Menurut Rektor Universitas Negeri Yogyakarta, Rohmad Wahab, mengajak semua kalangan tidak mengabaikan fakta penyelenggaraan UN yang ada di lapangan. Proses dan hasil UN, kata dia, harus dijadikan bahan renungan.
Rohmad mengungkapkan lima daerah dengan peminat terbanyak di Seleksi Nasional Masuk Perguruan Tinggi Negeri (SNMPTN) untuk IPA, yaitu DIY, DKI, Jateng, Jatim, dan Bali. Peminat tebanyak SNMPTN dari IPS, yaitu DIY, DKI, Jatim, Jateng, dan Sumatera. Dari hasil daerah asal yang paling banyak diterima di SNMPTN, baik IPA dan IPS wilayah DIY menempati posisi terbanyak. Padahal, kata Rohmad, di UN hasil DIY buruk. “Anda semua bisa persepsikan sendiri, bagaimana hasil UN dan SNMPTN,” tutup Rohmad.

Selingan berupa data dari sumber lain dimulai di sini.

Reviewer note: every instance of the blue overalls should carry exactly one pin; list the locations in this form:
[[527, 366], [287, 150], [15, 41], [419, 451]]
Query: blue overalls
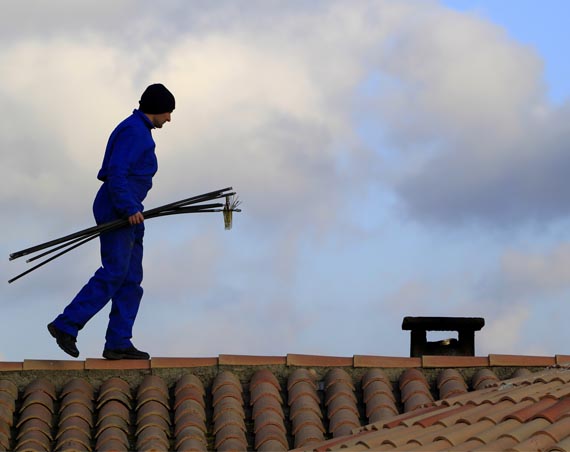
[[128, 167]]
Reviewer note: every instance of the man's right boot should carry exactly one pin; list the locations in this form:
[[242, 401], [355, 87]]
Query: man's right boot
[[65, 341]]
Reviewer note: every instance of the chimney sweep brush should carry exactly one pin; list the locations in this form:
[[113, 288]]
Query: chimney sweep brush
[[188, 205]]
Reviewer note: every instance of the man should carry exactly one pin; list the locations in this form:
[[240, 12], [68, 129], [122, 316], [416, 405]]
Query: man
[[127, 170]]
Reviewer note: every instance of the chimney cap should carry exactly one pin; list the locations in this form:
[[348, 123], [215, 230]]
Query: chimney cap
[[443, 323]]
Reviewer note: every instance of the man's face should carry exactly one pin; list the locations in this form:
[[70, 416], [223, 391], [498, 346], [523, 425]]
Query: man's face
[[159, 119]]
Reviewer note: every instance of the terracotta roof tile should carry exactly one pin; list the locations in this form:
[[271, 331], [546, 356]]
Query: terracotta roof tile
[[244, 360], [40, 385], [173, 363], [265, 389], [300, 375], [318, 361], [75, 437], [192, 444], [76, 410], [278, 407], [265, 404], [271, 434], [9, 387], [226, 379], [484, 378], [386, 362], [33, 440], [35, 411]]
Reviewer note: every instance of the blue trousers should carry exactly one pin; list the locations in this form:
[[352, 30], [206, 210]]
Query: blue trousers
[[118, 279]]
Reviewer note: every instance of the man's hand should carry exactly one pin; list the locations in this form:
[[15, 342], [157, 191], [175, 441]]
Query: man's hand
[[136, 218]]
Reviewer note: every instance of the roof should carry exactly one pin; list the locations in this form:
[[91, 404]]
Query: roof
[[279, 403]]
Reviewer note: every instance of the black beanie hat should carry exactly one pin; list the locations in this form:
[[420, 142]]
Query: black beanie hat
[[156, 99]]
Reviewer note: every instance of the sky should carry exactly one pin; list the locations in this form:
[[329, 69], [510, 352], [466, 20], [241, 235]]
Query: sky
[[393, 158]]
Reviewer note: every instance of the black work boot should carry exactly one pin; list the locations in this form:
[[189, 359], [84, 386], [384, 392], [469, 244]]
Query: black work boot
[[65, 341], [125, 353]]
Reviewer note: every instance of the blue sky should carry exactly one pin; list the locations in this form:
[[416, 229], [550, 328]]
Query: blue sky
[[393, 158]]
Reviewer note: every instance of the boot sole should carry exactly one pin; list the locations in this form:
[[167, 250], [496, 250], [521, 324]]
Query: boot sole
[[54, 333]]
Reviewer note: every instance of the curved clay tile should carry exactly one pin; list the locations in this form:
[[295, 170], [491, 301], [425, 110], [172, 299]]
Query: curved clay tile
[[342, 402], [189, 393], [189, 407], [192, 445], [300, 375], [450, 374], [230, 434], [37, 397], [114, 395], [272, 446], [7, 401], [79, 385], [112, 445], [411, 375], [338, 375], [36, 425], [374, 375], [381, 414], [417, 400], [414, 387], [269, 418], [71, 446], [4, 440], [303, 404], [152, 408], [77, 398], [114, 408], [270, 434], [232, 445], [226, 391], [452, 388], [307, 436], [30, 440], [302, 389], [152, 395], [189, 420], [375, 388], [113, 421], [265, 389], [153, 420], [73, 436], [190, 437], [155, 436], [114, 385], [226, 378], [379, 401], [76, 410], [265, 404], [40, 385], [73, 423], [229, 418], [152, 382], [304, 420], [263, 376], [114, 435], [9, 387], [336, 390], [484, 378], [189, 380], [36, 411], [343, 422]]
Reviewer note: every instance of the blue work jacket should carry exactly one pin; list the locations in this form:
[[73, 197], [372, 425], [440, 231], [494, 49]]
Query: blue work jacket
[[129, 164]]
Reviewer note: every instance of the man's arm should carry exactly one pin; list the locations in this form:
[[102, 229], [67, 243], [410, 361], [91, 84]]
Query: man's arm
[[136, 218]]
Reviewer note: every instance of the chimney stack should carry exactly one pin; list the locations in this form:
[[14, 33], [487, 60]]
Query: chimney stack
[[464, 345]]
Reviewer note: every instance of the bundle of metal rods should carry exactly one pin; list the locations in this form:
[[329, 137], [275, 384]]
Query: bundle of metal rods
[[195, 204]]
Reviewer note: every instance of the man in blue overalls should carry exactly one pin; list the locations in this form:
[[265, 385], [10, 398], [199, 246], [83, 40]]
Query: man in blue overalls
[[128, 167]]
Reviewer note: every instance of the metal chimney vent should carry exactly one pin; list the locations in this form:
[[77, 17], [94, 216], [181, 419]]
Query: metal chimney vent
[[463, 346]]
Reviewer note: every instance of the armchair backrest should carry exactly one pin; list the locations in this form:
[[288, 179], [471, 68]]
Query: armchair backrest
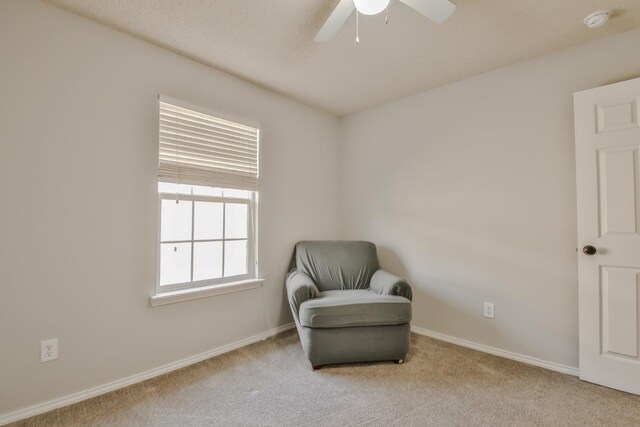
[[334, 265]]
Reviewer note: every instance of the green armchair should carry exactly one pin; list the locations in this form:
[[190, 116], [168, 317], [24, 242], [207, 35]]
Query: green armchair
[[346, 309]]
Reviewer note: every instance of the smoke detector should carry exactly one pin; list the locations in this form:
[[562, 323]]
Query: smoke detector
[[597, 19]]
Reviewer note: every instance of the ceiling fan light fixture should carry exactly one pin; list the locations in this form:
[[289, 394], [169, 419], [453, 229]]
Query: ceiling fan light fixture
[[371, 7]]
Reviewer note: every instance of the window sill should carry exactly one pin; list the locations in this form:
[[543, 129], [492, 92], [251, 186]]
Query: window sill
[[164, 298]]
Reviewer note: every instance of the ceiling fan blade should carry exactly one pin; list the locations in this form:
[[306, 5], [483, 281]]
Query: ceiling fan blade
[[335, 21], [436, 10]]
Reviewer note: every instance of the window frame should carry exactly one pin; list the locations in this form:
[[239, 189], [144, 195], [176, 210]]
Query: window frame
[[252, 244]]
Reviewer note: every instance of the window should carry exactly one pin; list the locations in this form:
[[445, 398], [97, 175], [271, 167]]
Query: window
[[207, 193]]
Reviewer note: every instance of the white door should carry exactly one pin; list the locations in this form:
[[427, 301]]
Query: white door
[[607, 121]]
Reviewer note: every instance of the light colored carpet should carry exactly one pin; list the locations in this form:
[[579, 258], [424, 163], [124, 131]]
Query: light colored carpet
[[271, 384]]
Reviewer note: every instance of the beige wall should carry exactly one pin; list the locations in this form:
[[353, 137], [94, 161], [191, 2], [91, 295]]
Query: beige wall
[[469, 190], [78, 161]]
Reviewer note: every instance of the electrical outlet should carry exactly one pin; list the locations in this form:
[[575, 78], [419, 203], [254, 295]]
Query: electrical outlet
[[489, 310], [48, 350]]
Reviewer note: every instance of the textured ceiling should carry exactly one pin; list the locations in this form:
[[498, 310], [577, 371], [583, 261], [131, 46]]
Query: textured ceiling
[[270, 42]]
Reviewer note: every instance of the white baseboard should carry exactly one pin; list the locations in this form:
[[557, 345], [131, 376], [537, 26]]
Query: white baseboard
[[570, 370], [124, 382]]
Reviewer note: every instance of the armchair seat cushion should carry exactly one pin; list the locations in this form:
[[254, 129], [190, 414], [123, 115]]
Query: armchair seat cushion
[[351, 308]]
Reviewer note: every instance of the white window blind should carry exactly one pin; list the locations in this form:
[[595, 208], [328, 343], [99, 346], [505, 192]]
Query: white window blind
[[201, 149]]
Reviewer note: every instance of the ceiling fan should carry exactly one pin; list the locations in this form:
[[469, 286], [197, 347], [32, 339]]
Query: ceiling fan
[[436, 10]]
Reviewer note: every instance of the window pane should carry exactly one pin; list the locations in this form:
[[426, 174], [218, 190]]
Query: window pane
[[207, 220], [239, 194], [175, 263], [235, 221], [200, 190], [176, 220], [235, 258], [173, 188], [207, 260]]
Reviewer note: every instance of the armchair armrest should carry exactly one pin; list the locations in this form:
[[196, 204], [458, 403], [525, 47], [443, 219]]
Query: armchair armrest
[[384, 283], [300, 288]]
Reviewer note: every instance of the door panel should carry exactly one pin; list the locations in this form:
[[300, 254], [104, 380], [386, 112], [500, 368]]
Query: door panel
[[620, 311], [608, 193], [618, 172]]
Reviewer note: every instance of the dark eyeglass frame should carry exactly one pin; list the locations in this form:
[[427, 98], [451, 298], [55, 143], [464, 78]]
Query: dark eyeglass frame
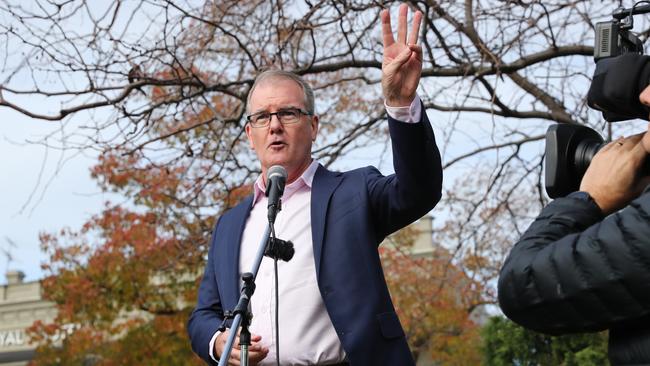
[[278, 114]]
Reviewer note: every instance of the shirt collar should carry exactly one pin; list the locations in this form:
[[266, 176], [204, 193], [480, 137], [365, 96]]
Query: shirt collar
[[305, 179]]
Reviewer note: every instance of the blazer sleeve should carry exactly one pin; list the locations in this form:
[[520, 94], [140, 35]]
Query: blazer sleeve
[[208, 313], [573, 271], [415, 188]]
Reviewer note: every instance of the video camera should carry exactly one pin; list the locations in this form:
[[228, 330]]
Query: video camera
[[622, 72]]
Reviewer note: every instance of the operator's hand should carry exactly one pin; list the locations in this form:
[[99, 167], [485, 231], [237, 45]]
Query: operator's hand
[[402, 64], [256, 352], [613, 178]]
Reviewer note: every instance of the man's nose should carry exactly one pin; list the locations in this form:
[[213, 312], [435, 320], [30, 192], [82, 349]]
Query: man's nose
[[275, 124]]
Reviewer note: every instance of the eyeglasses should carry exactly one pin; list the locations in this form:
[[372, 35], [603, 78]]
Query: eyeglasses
[[286, 116]]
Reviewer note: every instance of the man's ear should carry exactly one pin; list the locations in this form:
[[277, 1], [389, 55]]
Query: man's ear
[[314, 127], [249, 134]]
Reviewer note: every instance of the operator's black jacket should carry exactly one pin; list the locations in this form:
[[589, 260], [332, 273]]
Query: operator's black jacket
[[575, 271]]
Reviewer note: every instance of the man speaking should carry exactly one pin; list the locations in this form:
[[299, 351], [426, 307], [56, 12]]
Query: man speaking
[[334, 308]]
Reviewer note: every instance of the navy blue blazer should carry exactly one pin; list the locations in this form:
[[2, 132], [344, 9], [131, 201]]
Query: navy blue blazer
[[351, 212]]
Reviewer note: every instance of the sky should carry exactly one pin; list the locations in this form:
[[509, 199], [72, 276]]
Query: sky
[[39, 192]]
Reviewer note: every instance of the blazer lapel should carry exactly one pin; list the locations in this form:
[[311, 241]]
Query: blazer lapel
[[233, 247], [324, 184]]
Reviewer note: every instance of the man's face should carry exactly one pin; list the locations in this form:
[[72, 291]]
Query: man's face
[[277, 144]]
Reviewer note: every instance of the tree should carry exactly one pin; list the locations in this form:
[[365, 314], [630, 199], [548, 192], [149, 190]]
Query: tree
[[158, 90], [434, 299], [506, 343]]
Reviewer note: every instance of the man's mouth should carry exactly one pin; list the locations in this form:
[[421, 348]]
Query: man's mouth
[[276, 144]]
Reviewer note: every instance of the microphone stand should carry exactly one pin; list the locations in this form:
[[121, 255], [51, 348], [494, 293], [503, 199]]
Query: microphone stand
[[277, 176], [241, 313]]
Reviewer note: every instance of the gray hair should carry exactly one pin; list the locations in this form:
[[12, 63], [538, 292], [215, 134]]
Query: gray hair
[[287, 75]]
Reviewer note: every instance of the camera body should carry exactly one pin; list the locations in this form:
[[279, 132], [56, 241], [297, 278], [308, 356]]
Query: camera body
[[613, 39], [622, 72]]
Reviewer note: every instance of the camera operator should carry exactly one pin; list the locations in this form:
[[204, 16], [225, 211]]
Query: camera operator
[[584, 264]]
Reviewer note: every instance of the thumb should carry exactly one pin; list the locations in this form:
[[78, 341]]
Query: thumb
[[646, 140]]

Sebelumnya, Menteri Pendidikan Nasional, Mohammad Nuh, mengatakan jika nilai UN dikawinkan dengan Saringan Nasional Masuk Perguruan Tinggi Negeri akan efektif. Berdasarkan kurikulum, soal tiga mata pelajaran yang diujikan di UN, Matematika, bahasa Indonesia, dan Bahasa Inggris memiliki pondasi yang sama dengan soal SNMPTN.
Dia mengatakan perbedaan soal antara UN dan SNMPTN hanya pada tingkat kesulitan soal dan tes potensi akademik. “PTN itu pemerintah, bagian dari Kemendiknas. Kalau ada sesama Kemendiknas nggak nurut apa baik?” cetus M Nuh.